Just finished a drink? What if, instead of ending up in the trash, the container could go towards your metro fare? That’s an option just introduced in Rome, where citizens can get €0.05 off the price of their next journey for every bottle they recycle.

The scheme is being tested at three stations around the Eternal City. Special machines compact the bottles and add credit to a user’s metro travel application.

This summer, Rome was gripped by a waste emergency, as rubbish piled up on the streets in the scorching sun. A major landfill site and two of the city’s treatment plants have been closed, and its main waste contractor says there is nowhere to put half of the capital's rubbish.

So the Recicli + Viaggi – recycle and travel – initiative has arrived in the nick of time. Italians drink more bottled water every year than any other European nation, at 188 litres per person, making recycling empty bottles a major issue.


Paying in plastic

Rome is just the latest city to offer travel credits for recycling plastic bottles. A similar scheme was launched in Beijing in 2014, and in Istanbul plastic bottles can help pay for both tram and subway trips.

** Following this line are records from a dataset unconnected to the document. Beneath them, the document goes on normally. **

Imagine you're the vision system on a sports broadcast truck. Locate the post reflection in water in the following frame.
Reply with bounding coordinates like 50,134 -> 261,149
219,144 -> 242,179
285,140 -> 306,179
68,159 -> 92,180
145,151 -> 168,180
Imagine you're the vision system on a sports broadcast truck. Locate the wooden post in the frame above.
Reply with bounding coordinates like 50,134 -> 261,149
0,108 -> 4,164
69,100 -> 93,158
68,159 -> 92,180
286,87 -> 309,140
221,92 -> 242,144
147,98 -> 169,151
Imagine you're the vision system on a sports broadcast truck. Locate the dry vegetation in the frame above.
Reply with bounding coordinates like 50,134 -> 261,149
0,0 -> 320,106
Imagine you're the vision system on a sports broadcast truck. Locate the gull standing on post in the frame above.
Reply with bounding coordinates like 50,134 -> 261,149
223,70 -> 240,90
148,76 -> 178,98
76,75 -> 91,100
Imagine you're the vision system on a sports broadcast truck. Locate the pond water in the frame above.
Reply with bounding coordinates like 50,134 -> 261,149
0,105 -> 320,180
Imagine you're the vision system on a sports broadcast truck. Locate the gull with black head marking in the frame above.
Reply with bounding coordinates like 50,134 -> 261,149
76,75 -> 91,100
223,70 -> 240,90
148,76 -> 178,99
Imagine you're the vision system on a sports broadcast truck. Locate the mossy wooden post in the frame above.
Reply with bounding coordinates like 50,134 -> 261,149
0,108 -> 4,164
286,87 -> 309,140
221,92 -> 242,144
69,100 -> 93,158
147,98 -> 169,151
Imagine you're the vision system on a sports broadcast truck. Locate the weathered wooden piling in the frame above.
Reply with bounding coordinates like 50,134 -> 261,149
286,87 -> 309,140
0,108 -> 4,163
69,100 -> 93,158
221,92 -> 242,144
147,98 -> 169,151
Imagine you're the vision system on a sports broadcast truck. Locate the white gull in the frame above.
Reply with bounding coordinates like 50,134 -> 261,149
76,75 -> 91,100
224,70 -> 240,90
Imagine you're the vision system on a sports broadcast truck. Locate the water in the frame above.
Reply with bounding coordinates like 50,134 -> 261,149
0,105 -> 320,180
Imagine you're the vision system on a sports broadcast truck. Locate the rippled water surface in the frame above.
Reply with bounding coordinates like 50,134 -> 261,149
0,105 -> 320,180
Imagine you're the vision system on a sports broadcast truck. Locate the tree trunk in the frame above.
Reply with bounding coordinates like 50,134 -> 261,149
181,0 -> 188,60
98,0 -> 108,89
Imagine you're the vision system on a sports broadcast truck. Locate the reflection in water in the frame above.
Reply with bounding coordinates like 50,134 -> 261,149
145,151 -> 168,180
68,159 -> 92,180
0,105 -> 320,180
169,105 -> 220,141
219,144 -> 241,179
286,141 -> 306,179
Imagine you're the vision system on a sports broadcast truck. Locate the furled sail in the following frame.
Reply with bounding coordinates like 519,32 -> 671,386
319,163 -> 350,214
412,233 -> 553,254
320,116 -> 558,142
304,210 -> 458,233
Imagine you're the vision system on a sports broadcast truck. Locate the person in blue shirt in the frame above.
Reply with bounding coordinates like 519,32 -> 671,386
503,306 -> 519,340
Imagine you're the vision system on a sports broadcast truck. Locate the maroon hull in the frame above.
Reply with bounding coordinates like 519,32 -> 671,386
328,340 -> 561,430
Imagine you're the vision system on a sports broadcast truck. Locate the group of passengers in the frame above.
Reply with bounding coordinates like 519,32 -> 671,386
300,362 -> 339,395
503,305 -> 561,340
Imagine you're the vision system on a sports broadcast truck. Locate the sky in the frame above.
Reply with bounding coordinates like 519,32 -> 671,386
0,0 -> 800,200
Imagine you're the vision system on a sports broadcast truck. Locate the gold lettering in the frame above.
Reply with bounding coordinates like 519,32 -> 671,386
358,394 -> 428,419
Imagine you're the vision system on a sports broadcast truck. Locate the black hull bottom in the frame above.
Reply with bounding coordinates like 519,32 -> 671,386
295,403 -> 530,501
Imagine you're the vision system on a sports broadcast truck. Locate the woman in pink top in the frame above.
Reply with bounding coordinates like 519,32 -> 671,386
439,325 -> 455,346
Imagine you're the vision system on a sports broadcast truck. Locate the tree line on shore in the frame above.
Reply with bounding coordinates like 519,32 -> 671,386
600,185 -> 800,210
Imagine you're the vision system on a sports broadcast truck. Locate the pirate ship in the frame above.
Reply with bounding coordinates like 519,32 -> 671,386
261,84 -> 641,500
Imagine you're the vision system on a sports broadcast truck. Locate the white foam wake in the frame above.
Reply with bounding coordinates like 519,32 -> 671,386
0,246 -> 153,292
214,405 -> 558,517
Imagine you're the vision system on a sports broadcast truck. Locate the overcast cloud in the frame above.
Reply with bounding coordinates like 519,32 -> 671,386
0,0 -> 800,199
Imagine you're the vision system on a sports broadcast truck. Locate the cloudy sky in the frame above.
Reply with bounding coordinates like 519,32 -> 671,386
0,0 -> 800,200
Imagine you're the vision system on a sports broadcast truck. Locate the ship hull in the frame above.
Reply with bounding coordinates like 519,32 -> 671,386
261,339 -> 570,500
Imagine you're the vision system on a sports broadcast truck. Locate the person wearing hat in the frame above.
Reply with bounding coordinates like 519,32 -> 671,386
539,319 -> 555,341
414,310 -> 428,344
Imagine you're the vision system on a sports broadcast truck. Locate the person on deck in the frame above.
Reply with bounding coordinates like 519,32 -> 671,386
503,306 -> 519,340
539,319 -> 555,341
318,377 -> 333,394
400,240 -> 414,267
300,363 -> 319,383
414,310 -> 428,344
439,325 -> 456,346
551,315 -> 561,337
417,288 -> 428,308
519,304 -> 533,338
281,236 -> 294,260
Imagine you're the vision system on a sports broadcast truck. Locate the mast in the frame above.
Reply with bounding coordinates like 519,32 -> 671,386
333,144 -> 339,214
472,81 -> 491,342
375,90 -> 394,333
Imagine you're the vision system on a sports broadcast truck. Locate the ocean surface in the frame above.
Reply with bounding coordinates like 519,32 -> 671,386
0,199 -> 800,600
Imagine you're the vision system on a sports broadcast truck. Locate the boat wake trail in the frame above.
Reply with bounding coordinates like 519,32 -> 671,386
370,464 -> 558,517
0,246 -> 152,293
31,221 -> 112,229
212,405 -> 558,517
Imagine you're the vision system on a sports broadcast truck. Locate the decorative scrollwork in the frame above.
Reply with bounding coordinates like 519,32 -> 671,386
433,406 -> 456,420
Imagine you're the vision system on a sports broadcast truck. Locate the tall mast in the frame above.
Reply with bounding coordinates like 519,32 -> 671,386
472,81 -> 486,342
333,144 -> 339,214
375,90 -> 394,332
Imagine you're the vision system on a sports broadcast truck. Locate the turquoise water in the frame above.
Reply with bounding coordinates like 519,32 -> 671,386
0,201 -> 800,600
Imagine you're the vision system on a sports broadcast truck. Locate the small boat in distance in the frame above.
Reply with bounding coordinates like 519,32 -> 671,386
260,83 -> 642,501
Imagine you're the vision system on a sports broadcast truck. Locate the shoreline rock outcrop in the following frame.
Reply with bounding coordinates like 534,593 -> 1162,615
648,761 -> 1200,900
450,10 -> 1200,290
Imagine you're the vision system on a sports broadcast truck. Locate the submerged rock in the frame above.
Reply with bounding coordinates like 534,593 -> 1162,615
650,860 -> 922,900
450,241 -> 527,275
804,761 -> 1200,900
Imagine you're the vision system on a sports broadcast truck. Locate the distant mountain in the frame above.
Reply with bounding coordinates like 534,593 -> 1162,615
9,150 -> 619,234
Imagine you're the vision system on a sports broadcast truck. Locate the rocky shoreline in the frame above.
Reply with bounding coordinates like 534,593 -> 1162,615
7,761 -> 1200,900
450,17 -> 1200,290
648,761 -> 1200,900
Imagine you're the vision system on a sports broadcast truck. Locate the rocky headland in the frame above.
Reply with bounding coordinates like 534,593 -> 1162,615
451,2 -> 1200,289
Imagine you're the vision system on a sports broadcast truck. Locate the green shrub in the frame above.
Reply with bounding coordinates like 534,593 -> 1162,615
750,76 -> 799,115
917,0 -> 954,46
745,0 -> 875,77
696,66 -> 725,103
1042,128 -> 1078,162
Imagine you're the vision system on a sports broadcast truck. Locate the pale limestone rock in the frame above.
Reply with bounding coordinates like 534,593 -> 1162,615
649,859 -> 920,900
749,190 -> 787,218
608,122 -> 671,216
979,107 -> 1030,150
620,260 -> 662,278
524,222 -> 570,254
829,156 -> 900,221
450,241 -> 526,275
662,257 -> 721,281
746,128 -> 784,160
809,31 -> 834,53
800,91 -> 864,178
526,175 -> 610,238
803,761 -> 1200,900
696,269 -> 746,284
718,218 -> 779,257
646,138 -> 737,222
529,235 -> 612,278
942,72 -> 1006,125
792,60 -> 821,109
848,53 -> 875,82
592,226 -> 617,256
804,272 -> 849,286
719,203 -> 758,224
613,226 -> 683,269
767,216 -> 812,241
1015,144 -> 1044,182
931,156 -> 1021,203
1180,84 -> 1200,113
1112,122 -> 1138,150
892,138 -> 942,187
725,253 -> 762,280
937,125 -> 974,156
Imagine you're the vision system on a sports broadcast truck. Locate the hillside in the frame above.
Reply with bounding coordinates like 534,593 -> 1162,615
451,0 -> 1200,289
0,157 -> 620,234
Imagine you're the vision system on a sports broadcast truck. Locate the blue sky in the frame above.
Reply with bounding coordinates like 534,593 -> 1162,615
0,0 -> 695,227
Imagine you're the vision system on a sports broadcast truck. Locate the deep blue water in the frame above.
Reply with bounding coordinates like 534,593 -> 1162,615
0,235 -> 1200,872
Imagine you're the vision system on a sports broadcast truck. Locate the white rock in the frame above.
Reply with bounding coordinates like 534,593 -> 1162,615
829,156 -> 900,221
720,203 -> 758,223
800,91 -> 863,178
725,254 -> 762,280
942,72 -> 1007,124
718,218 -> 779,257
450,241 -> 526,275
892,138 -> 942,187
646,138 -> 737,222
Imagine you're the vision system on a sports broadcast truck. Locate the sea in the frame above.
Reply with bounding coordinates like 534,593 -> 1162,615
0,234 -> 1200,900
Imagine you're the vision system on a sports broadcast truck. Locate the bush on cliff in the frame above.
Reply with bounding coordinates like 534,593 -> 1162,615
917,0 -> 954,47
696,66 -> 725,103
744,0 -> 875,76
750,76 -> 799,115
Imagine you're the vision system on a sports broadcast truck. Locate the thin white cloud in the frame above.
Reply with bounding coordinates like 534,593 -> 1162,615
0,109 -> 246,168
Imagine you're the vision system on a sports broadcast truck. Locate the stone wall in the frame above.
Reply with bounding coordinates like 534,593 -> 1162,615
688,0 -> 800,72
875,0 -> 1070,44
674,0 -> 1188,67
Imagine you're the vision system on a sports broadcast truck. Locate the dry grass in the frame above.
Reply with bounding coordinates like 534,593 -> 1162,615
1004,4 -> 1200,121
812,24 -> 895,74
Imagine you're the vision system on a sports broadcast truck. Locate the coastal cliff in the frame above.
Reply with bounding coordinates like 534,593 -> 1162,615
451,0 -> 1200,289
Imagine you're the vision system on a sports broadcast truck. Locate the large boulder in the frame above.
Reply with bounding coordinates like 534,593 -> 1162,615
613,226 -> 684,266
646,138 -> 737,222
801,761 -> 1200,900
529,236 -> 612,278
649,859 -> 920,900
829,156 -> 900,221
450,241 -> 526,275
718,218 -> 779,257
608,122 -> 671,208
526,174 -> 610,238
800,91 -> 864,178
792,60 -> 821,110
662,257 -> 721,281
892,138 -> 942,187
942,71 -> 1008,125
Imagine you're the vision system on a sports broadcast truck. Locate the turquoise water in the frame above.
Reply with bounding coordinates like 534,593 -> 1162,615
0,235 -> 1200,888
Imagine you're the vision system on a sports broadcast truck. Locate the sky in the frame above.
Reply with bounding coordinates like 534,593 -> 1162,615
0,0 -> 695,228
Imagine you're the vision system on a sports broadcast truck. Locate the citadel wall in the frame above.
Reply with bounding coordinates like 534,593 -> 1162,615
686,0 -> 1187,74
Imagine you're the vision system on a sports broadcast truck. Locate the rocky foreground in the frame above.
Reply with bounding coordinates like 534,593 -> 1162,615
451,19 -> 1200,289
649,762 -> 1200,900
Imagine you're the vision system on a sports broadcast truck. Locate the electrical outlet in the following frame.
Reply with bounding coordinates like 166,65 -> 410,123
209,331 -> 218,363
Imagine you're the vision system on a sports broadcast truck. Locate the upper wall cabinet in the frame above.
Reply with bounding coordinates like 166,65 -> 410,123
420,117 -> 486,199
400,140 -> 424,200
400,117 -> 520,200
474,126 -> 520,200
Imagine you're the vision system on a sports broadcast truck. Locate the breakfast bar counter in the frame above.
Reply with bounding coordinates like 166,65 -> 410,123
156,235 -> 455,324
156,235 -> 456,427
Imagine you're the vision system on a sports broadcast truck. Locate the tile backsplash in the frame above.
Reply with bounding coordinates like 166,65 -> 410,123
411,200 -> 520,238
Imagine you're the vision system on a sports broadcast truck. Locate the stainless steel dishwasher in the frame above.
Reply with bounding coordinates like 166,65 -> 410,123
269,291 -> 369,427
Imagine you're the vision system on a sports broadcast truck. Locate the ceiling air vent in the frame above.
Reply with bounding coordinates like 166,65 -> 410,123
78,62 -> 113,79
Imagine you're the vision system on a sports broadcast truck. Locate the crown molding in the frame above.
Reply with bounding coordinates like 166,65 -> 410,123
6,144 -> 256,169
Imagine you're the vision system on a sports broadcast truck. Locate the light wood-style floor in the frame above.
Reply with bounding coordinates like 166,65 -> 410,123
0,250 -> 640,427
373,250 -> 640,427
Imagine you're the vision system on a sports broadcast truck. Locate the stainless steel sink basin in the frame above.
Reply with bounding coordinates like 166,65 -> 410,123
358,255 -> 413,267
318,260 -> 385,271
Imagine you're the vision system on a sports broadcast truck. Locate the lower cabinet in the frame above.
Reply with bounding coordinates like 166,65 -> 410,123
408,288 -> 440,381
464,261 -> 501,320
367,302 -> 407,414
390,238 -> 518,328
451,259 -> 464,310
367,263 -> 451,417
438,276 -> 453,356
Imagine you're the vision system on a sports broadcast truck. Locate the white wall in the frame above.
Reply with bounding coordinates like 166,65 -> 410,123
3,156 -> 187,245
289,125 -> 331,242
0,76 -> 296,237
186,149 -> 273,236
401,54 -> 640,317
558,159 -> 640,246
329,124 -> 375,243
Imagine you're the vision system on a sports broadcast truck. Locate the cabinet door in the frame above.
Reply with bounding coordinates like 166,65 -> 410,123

In the Indonesian city of Surabaya, buses accept plastic cups and bottles as payment for journeys. A two-hour bus ride costs 10 plastic cups, or five plastic bottles.

In the UK and Germany, supermarkets have installed “reverse vending machines” that issue vouchers for every plastic bottle deposited. Rewards range from £0.05 to loyalty points redeemable at the checkout.

Last year, the UK city of Leeds launched a scheme in which drivers could pay car park charges with plastic bottles. Each bottle was worth £0.20, so anyone who could fit enough bottles into their car could pay for a whole day’s parking with plastic.

And in Pamohi, in the Indian state of Assam, the Akshar Foundation School is tackling the problem by asking parents to pay their children’s school fees with plastic waste.

A million a minute

Globally, we buy 1 million plastic bottles every minute, according to the organizers of World Earth Day. Discarded bottles make up just part of the 275 million tonnes of plastic waste generated worldwide each year.

In a report examining the plastic packaging industry, the World Economic Forum noted that 8 million tonnes of plastic enter the oceans every year, while warning the material could take up to 500 years to degrade.